AboutMargot RN BScN CGN Expertise I nursed my own Mother and Grandmother at home when they were dying so I have personal experience with the emotions involved. I have also spent the last 15+ years as a Registered Nurse caring for The Elderly and Terminally Ill and it has brought me great satisfaction. I am willing to answer any questions I can.
Experience
Past/Present clients Hundreds of Long Term Care Residents as well as hundreds of Cleitns and families in the community (including my Mother and Grandmother).
Question My gran is 89 and along with my grandfather were moved in to a private nursing home a year ago.
Since then she has gone down hill dramatically, and recently fell and broke her hip, she came back from that really well,even a small bout of pneumonia. But since then she can not walk and seems unwilling to even with help. Past few months taken to bed and has started to refuse food or drink, she is sometimes confused and asks for dead people like her parents. she has a drip for fluids but nothing for the food she just refuses and seems to sleep most of the time. nobody has actually said she is dying all they say is that she's not looking good.

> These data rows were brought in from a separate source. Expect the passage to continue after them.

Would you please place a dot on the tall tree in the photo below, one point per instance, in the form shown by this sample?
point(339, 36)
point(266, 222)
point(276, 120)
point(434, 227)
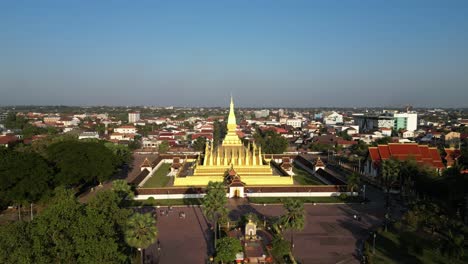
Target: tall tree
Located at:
point(24, 177)
point(227, 248)
point(353, 181)
point(199, 144)
point(294, 218)
point(141, 231)
point(214, 204)
point(69, 232)
point(390, 171)
point(122, 189)
point(82, 162)
point(163, 147)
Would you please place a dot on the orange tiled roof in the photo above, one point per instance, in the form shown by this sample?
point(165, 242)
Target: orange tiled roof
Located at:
point(421, 153)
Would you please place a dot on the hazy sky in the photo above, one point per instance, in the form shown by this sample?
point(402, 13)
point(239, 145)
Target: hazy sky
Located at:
point(267, 53)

I want to prepare myself if she is going to pass away.I had a feeling it was depression as I've read it can affect elderly after a move in to nursing care, and if it was that something could be done. Thank you for taking the time to read this and any advice would be most grateful.
Gill Gibb
Answer Hi Gill and thanks for writing,
Obviously I am not familiar with your Gran's exact medical history, but from what you've written I would say she is shutting down and most likely will pass on in the not too distant future.
It may or may not be depression, and you could speak to her doctor about trying an AntiDepressant, it can't hurt if she's still taking her meds.
I don't know if you can speak to your Gran, or if someone in the family can, but you might want to ask her what she wants. At 89 she may just be ready to pass on without being depressed, perhaps she has other medical conditions affecting her quality of life - she could have chronic pain from the hip fracture, or she could have a disease your'e not aware of (possibly Congestive Heart Failure or Cancer or something else).
I know it's always hard to lose anyone we love, but 89 is a good age and maybe your Gran does not want heroic measures at this point in her life. If possible, talk to her and find out what she wants and respect her wishes (as long as it's not a clinical depression talking).